Ukraine Shot Down Multiple Russian Jets In A Day

In the initial days of the invasion, Ukraine claimed to have shot down two Russian fighter jets, an IL-76 aircraft, and a helicopter. Serhiy Borzov, the chairman of the Vinnytsia Regional State Administration, claimed on social media that Ukraine had shot down a Russian Su-25 fighter plane close to Kalynivka in the Vinnytsia region.

An IL-76 aircraft carrying paratroopers from Russian airborne soldiers was shot down by Ukrainian air defense systems in the Vasylkiv region, according to a Facebook post by the General Staff of the Ukrainian Armed Forces.
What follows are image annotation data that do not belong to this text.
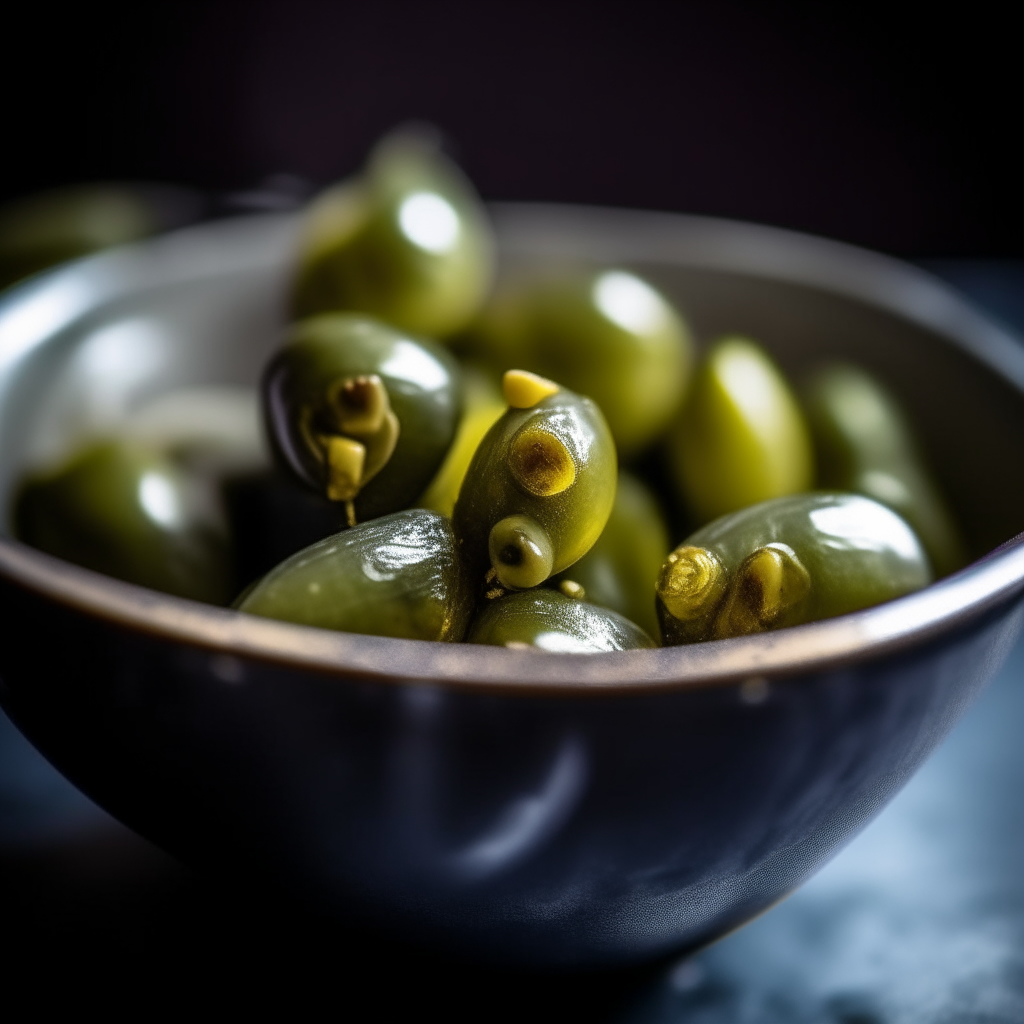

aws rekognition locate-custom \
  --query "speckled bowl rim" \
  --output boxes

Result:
[0,204,1024,696]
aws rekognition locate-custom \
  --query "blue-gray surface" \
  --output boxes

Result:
[624,645,1024,1024]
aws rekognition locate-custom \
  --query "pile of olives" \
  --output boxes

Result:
[14,131,965,651]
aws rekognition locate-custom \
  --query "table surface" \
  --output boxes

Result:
[0,261,1024,1024]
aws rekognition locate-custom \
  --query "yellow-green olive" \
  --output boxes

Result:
[454,371,616,590]
[670,338,814,522]
[656,494,932,644]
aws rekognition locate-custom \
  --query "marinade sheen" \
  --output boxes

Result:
[657,494,932,644]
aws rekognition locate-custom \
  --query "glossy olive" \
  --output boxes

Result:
[454,373,616,590]
[466,588,656,654]
[657,494,932,644]
[419,365,506,516]
[552,470,671,637]
[263,313,462,521]
[469,269,693,456]
[670,338,813,522]
[14,440,230,604]
[237,509,472,641]
[292,132,495,337]
[804,365,967,577]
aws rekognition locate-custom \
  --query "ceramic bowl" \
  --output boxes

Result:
[0,206,1024,966]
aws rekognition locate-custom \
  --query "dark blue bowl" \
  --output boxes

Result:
[0,207,1024,965]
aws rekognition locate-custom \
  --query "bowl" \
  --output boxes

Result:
[0,205,1024,966]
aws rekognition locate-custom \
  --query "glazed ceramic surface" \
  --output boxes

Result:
[0,207,1024,965]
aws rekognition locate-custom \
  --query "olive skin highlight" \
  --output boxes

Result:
[453,372,617,590]
[292,131,495,338]
[467,268,693,458]
[262,313,462,521]
[804,365,967,577]
[14,440,230,604]
[657,493,932,644]
[236,509,472,642]
[466,588,656,654]
[552,470,671,637]
[669,337,814,523]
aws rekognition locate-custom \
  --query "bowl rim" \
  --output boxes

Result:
[0,204,1024,696]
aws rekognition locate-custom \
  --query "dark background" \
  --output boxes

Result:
[0,0,1024,258]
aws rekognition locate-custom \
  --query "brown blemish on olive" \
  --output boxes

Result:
[509,427,575,498]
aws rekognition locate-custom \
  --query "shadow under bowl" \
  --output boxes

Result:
[0,206,1024,966]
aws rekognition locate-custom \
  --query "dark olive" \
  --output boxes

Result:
[14,440,230,604]
[469,269,693,457]
[419,364,506,516]
[466,588,656,654]
[292,126,494,338]
[805,366,967,577]
[454,371,616,590]
[237,509,472,641]
[263,313,462,521]
[552,470,670,637]
[0,183,201,288]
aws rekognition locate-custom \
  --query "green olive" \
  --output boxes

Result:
[236,509,472,641]
[454,371,616,590]
[292,126,495,338]
[14,440,230,604]
[468,269,693,457]
[670,338,813,522]
[263,313,462,522]
[466,588,656,654]
[420,365,505,516]
[552,470,670,637]
[805,366,967,577]
[656,494,932,644]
In a similar incident that occurred on May 13, two Russian Mi-8 helicopters, one Su-34 fighter bomber, and one Su-35S fighter were reportedly lost, with no survivors. All four aircraft crashed in Russia’s Bryansk Oblast, which is situated opposite Ukraine’s Chernihiv Oblast in the northeast direction.

File Image: Su-34

Two Mi-8 helicopters were shot down during the incident. Out of the two, one was probably a specialist search-and-rescue aircraft, and the other was at least a Mi-8MTPR-1 variant fitted with Rychag-AV radar-jamming equipment.

Additionally, Yuriy Ihnat later suggested that a third helicopter may have been shot down. But he claimed that the Russians were to blame for inadvertently downing their planes. The precise air defense system that brought down the Russian Aerospace Force (RuAF) jets was not unambiguously confirmed during the event’s first reporting. 

Wreckage of a Russian Su-35 that was shot down in early April by MANPADS
Wreckage of a Russian Su-35 that was shot down in early April by MANPADS

Last month, Ukraine’s air force announced that it managed to shoot down three Russian Sukhoi Su-34 fighter-bombers in the south of the country, likely in the Kherson region. “At noon today, three Russian Su-34 fighter-bombers were shot down in the southern operational zone,” the commander of the Ukrainian Air Force, Mykola Oleshchuk, announced on Telegram.

Since the start of Russia’s full-scale war on Ukraine in February 2022, Moscow has acknowledged that at least 10 Su-34s have been lost in combat with Kyiv troops. However, it is thought that the number of downed jets is much higher. Considering that Russian soldiers had not lost more than one Su-34 on the same day since March 5 of last year, this particular shootdown was even more impressive for Ukraine.

In what was then called the most significant single-day loss, Kyiv claimed that the US-supplied Patriot surface-to-air missiles made the kill, and six Russian aviators were killed.

Following the event, Yurii Ihnat, a spokesman for the Ukrainian Air Force, made the following TV statement: “These are one of the newest planes in service with the Russian army,” and are used for aerial bomb and missile strikes.

At the time, Ihnat claimed that a Su-34 costs “at least 50 million dollars” and hasn’t been included in Russian loss records in a long time.